Hot Lunch with Craig Wilkinson

Craig Wilkinson runs the non-profit Father a Nation

Author Craig Wilkinson talks to Sunday Times about his book on positive masculinity. (Thapelo Morebudi)

You might have noticed the huge numbers of women in purple and black shirts protesting along significant G20 routes for 15 minutes in November.

A minute for each woman killed in gender-based violence every day in South Africa. It’s a terrifying number that chills the heart but paradoxically results in a kind of social numbing and a sense of helplessness.

One man has a few ideas and has actually been putting them into practice. I meet Craig Wilkinson at his local — the incredibly stylish Doppio Zero in Greenside — to establish whether there is any hope for change.

Craig runs a non-profit, Father a Nation, which aims to help men become great fathers, mentors and role models, and build a safe and prosperous nation.

He calls himself a dad coach, trying to empower men to be their best selves as per the title of his recently published book Force for good: the power of healthy masculinity.

Craig went to the army after returning to South Africa from a peripatetic youth — his father took the family to New Zealand and Botswana. I wonder if a year of national service would be a net positive for South Africans and men in particular?

The most important fathering tool is how you are as a man. What are you imparting? What are you showing? How do you treat their mother? How do you treat other women? How do you deal with your life? That’s the key

—  Craig Wilkinson

“It depends on what the army does, obviously, whether it’s good or bad, but the discipline of going through military or national service is a very good thing. I think for a lot of people there’s no real test of character and opportunity … Sport is a good thing; guys get disciplined with sport, but I think it can also be abusive. But the principle of going through a rite of passage from boyhood to manhood can be very beneficial.”

He studied at Wits, worked in human resources and ran Outward Bound, an NGO dedicated to experiential learning in nature for youth, and Green Trust Africa. But it was his personal experience as a single father and his work in communities across South Africa that inspired Father a Nation in 2013.

“What became a passion for me was just looking at the fatherlessness — there were so many single moms, but dads were absent. And often the moms had to go to work, and the kids were left alone in shacks. So we started Father a Nation with the belief that if we can heal men as fathers, you heal South Africa.”

How can you be a good dad?

”No 1, be present. No 2, be engaged. No 3, listen, hear them. Four, you’ve got to be disciplined. You’ve got to set boundaries. But I think being present and engaged is the most important thing.”

For Craig, understanding his role as a father was sparked by an incident when his then two-and-a-half-year-old daughter underwent heart surgery and he was in theatre with her.

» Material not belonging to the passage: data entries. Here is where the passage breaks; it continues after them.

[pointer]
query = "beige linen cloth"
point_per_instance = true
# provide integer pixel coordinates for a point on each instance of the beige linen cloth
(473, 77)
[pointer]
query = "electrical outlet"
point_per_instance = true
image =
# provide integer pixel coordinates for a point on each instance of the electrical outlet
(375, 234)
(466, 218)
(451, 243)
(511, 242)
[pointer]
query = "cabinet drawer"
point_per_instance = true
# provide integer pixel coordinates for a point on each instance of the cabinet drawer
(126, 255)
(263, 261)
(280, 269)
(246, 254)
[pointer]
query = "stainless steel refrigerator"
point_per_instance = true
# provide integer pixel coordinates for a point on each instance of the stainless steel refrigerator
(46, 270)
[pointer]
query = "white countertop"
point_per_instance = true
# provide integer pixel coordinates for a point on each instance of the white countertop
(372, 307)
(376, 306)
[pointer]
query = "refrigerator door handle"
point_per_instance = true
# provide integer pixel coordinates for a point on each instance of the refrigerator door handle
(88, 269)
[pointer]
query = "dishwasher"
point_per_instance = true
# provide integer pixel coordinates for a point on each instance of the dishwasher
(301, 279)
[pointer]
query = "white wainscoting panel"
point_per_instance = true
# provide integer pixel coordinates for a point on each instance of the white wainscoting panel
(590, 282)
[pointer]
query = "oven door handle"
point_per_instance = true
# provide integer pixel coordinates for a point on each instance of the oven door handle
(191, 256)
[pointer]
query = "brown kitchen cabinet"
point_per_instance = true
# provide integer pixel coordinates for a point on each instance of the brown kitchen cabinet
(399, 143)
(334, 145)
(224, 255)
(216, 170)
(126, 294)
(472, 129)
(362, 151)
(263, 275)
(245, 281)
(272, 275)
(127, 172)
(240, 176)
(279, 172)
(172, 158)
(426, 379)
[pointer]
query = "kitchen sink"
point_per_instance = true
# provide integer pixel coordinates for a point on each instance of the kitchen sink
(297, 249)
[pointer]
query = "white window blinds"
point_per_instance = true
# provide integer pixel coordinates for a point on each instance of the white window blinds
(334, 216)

“About a month later, we had a braai at my house with a whole bunch of mates, and she was standing next to me, holding my leg, and one of my friends, said, ‘I believe you were in hospital’. And she looked up at him, and she said, ‘Yes, my heart was broken, but my daddy fixed it.’ I had to excuse myself from the gathering, but she gave me this gift of seeing myself through her eyes.

“And it was quite a life-changing moment, because you realise you are so responsible, you play such a massive role. You’re the hero. And that’s when I realised that it’s a parallel journey. You can learn all the right discipline techniques and whatever. But the key is who you are as a man. Are you the man they need you to be?

“And so that started a journey of working on myself as a man. It still continues to this day, dealing with whatever triggers, traumas or negative things. The most important fathering tool is how you are as a man. What are you imparting? What are you showing? How do you treat their mother? How do you treat other women? How do you deal with your life? That’s the key.”

To my despairing thoughts about the extremes in gender relations, he says: “It’s a both, not a case of either or… The masculine and the feminine are creative forces, men and women need to cooperate and co-create. People blame everything on power differentials, but they are baked into humanity. I’m physically stronger; that’s a power imbalance. But there’s nothing wrong with that. The only time it’s wrong is if I misuse it.

“Where you have men dominating, that is a distortion of masculinity, because a man who misuses his strength to dominate a woman, that’s not masculinity. That’s distortion. That’s a bully. It’s a misuse of that power. True, good masculinity never ever dominates, never feels superior, always collaborates and serves. That’s the bottom line.”